Technology

YouTuber Takes On AI Bots To Protect Content From Being Stolen

Published on February 3, 2025

A YouTube creator has developed a novel approach to deterring AI-powered content theft by exploiting an old subtitle format’s advanced features to contaminate automated transcript collection.

According to Ars Technica, F4mi is trying to protect her content by seeding her transcripts with junk data that is invisible to humans but harmful to any AI that dares to try to work from a poached transcript file. What the YouTuber is doing is poisoning “any AI summarizers that were trying to steal my content to make slop.” And by ‘slop’ she means knock-offs produced by faceless YouTube channels that use AI tools to generate content out of someone else’s work.

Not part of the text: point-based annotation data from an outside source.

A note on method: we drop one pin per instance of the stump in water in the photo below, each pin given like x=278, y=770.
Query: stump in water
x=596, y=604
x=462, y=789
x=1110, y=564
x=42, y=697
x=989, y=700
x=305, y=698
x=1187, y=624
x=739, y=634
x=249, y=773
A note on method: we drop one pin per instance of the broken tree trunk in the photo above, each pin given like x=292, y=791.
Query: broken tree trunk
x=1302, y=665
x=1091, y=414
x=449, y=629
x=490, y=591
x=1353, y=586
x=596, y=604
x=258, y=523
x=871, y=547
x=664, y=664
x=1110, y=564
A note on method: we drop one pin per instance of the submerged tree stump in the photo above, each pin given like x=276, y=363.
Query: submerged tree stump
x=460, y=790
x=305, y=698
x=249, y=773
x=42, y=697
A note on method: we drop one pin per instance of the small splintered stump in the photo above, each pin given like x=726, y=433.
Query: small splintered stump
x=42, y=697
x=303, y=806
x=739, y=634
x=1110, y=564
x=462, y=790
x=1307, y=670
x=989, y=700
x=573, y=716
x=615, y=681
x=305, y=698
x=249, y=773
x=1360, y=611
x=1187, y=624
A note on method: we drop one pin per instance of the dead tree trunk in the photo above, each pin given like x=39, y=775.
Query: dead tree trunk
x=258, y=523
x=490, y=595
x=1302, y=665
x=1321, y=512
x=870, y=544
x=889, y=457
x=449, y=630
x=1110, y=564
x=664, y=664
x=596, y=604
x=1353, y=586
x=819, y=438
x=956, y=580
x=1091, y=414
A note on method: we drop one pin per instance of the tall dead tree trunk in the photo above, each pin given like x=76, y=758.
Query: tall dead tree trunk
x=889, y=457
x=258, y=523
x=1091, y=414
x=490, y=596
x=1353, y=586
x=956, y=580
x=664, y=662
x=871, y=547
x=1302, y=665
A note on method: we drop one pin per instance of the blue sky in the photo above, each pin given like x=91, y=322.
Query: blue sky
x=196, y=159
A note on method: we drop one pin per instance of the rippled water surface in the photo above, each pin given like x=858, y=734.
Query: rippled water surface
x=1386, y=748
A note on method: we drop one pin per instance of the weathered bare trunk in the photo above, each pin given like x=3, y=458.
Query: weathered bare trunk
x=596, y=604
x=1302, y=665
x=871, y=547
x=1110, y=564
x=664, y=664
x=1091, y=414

F4mi, known for creating technology-focused content, has implemented a strategy using Advanced SubStation Alpha (.ass) subtitle files to insert invisible text that confounds AI summarization tools.

The method involves placing out-of-bounds text segments with zero size and transparency alongside legitimate subtitles, effectively hiding content that only becomes visible to AI systems attempting to scrape the transcripts.

The hidden content combines public domain works with AI-generated text containing intentionally incorrect information. When processed by common AI summarization tools, these invisible elements overwhelm the actual content, producing unusable output.

Implementation Challenges

While the technique shows promise, it faces several technical limitations. YouTube’s platform doesn’t directly support .ass files, requiring conversion to their proprietary .ytt format. Mobile users have reported issues with the modified subtitles, including visible black boxes over videos and application crashes due to processing demands.

F4mi has addressed these mobile display issues through a custom Python script that conceals the additional text as black-on-black content during video fade-to-black moments. However, Ars Technica notes this solution creates additional overhead that can impact performance on mobile devices.

Current Limitations

The method’s effectiveness varies across different AI systems. Advanced models like ChatGPT can sometimes filter out the intentionally inserted content to produce accurate summaries. Additionally, the technique doesn’t prevent transcription by audio-based AI tools like OpenAI’s Whisper or screen readers that can extract visible subtitles.

Despite these constraints, the approach represents an emerging response to automated content repurposing, particularly targeting “faceless YouTube channels” that use AI tools to generate content from existing creators’ work.

The development comes as content creators face increasing challenges from automated channels that employ AI tools to generate scripts, voiceovers, imagery, and music without human intervention.

WIRED recently reported that major tech companies used content from thousands of YouTube videos to train AI models without creators’ knowledge or consent. Subtitles from 173,536 YouTube videos, sourced from over 48,000 channels, were utilized by prominent tech firms, including Anthropic, Nvidia, Apple, and Salesforce.

Dave Wiskus, CEO of Nebula, a streaming service partially owned by creators, described the practice as “theft,” adding that it’s “disrespectful” to use creators’ work without consent.